Peace activist Paul K. Chappell kicked off this year’s President Leadership Lecture Series on Wednesday, Oct. 17 in UFV’s lecture theatre.
In his lecture, A New Peace Paradigm: Our Human Needs and the Tangles of Trauma, Chappell outlined the non-physical needs that he believes must be met to create peace, and the necessity of peace literary education. His current initiative is promoting peace literacy education and making it accessible.
Chappell has an unusual background for a peace activist, having been a soldier in the U.S. army and growing up in a violent household. This background has informed his own conception of peace and the human condition.
In Chappell’s lecture, he argued that in order to understand peace and how to achieve it, one must first understand the human condition. Chappell invited the audience to question what human needs are, and challenged Maslow’s hierarchy of needs — a pyramid in which basic physiological needs must be met before one can move up the hierarchy toward more complex needs — with a model of his own.
Humans have nine non-physical needs in Chappell’s model: purpose and meaning, nurturing relationships, explanations, expression, inspiration, belonging, self-worth, challenge, and transcendence.
“What is more important for humans, food or purpose and meaning?” Chappell asked his audience in the lecture.
Chappell argued that without purpose and meaning, humans lack the will to live. He cited experiences in Uganda where each person he asked this question chose purpose and meaning over food. Maslow’s hierarchy does not take into account, according to Chappell, that a person with purpose will overcome adversity to get their physical needs met. The other side of the coin is that people will give up food, safety, and even their lives for a cause they consider worthy.
Another primary non-physical need in Chappell’s hierarchy is explanations. He pointed out that humans are the only species that rationalize the world around them with explanations of science, religion, and philosophy. This need for explanations is so powerful that humans will come up with an irrational explanation if they do not have a rational one.

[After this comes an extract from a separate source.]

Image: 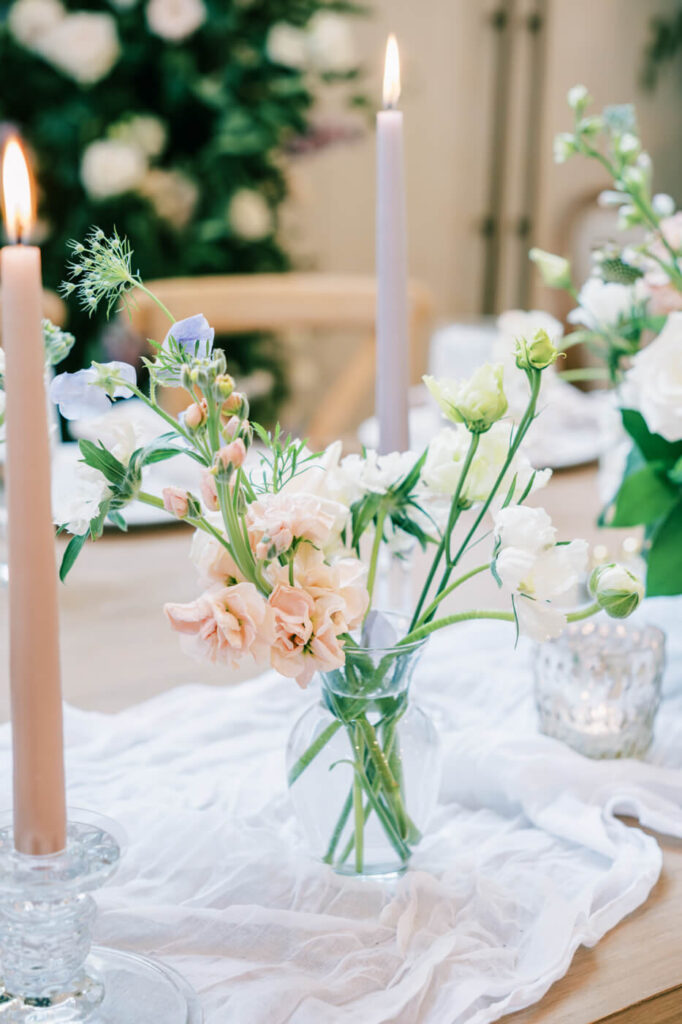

Chapelle argued that worldviews are dependent on explanations. Similarly, a person’s worldview can function like a forcefield, deflecting contradictory facts.
“If you threaten someone’s worldview, they often react like you’re threatening their physical body,” Chappell said.
The foundation of nurturing relationships, Chappell stated, is trust. Every person wants to be around people they feel they can trust, and when they do not have safety, their need for trust increases.
Expression consists of the ability to express emotions and, as evidenced in babies, can be understood as the first human need to activate. Without food and safety, need for expression increases, and can manifest in riots and protests — in this way, the human need for expression gets physical needs met.
According to Chappell, when trauma becomes tangled in one’s non-physical needs, it distorts them. He referred to this as “the tangles of trauma.” Each need on his hierarchy can become corrupted by trauma and turned into its antithesis: belonging becomes alienation, self-worth becomes self-loathing, purpose and meaning become meaninglessness and nihilism, explanations become disillusionment and a ruthless worldview.
Through Chappell’s model, peace conflicts come down to a lacking in one or more areas of non-physical needs. The commonality of all serial killers and mass shooters, Chappell believes, is a lack of belonging and subsequent feelings of alienation.
“If you could get rid of feelings of alienation, there would be no more mass shooters,” Chappell said.
Chappell believes peace must be viewed as a competency like math or reading, something to be taught and practiced regularly. He views peace literacy as a human right which “empowers us to protect our other human rights.”
Without peace education, stated Chappell, humanity has been set up for failure in a world with the technology to destroy humankind, and therefore, peace literacy must be viewed as survival literacy.